Drawing Basics: Checkerboard illusion explained

Checkerboard illusion
One of the best ways to understand how value is perceived is by looking at how it can be used to create illusions.

There is a popular video on youtube showing a pretty cool illusion involving a scene similar to the one you see to the right. The illusion is one where a light tile is moved over a dark one and they turn out to be the same value.

If you haven't seen the illusion click on the link below to watch.

Checkerboard illusion video clip

Let's see how it is done.

Before we look at the scene let's just examine the checkerboard to see how the illusion is created.

Looking at the two squares highlighted in red, one appears to be a darker square than the other.

If we isolate the two squares on the checkerboard and reduce the value level of the other squares, the values of the two squares begin to appear similar.

If we remove the other squares altogether, we will see the two isolated squares are exactly the same value level.

The illusion is created by placing squares of different value levels around each one.
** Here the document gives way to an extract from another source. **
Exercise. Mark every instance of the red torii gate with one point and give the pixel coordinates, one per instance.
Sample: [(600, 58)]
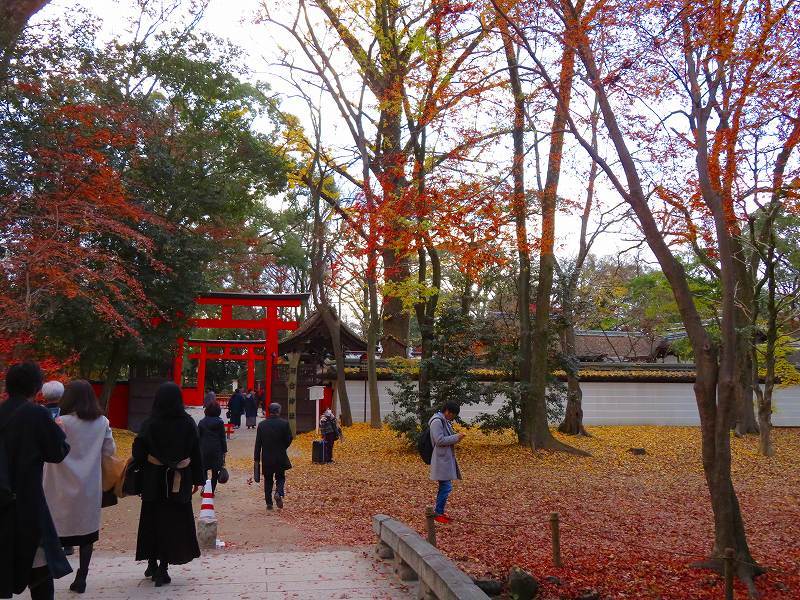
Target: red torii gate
[(256, 350), (270, 325)]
The square on the left of the checkerboard is designed to be a dark square, so the squares surrounding it are of equal value or lighter. The square on the right of the checkerboard is designed to be a light square, so it is surrounded by squares of equal value or darker.
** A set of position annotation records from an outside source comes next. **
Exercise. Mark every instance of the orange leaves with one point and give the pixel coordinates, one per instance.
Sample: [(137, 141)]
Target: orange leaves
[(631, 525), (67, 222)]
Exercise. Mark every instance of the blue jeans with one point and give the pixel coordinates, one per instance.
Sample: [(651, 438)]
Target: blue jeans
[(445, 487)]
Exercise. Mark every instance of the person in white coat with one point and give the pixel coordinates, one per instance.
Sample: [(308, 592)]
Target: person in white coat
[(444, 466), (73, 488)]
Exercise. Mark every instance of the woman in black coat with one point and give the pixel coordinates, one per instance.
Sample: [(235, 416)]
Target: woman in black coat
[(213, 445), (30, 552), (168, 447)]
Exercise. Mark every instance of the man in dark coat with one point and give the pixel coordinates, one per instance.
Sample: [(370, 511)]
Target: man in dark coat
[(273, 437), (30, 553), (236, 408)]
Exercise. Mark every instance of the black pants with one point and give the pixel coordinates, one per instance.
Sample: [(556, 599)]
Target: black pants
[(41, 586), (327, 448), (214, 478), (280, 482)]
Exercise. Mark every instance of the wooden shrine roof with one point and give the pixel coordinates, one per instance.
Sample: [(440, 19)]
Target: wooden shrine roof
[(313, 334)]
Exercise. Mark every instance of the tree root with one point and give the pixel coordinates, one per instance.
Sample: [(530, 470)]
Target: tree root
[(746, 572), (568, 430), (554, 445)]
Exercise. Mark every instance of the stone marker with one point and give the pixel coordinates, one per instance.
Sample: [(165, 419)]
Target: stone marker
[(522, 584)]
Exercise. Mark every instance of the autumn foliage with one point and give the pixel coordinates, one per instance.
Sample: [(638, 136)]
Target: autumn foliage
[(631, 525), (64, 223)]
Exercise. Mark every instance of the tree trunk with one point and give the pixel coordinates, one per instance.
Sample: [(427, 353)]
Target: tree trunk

The perceived value level is dependent on the values near or surrounding the value field.

The Illusion

Now let's look at the illusion occurring in the video. What the creators of this video did was set up a checkerboard pattern with a large simple cylinder set in one corner of the board. They then lit the scene to have the cylinder cast a shadow across the checkerboard. 

The trick of this illusion will be in the value level of each tile. The local value of tiles in the shadow is adjusted to still appear as if the shadow is the only thing causing the value change. Where, in actuality, the values of the squares, comparing light to light tile and dark to dark tile, are different.

At first glance, the two tiles the video focuses on look very different. The tile highlighted in the shadow appears to be a light tile while the one in the back appears to be a dark one.

But isolating them reveals that they are of the same value. As explained above, the trick is in the value levels of the tiles around each one. 

Darker values placed next to a tile will make it appear light and lighter values next to the tile will make it appear darker.

What the creators of this illusion did was arrange the tiles to appear similar when in reality they are quite different. (I imagine this was not an easy task to get the tiles and lighting to work just right)

The eye is fooled into thinking the value difference is only because of the cast shadow. The illusion is then created.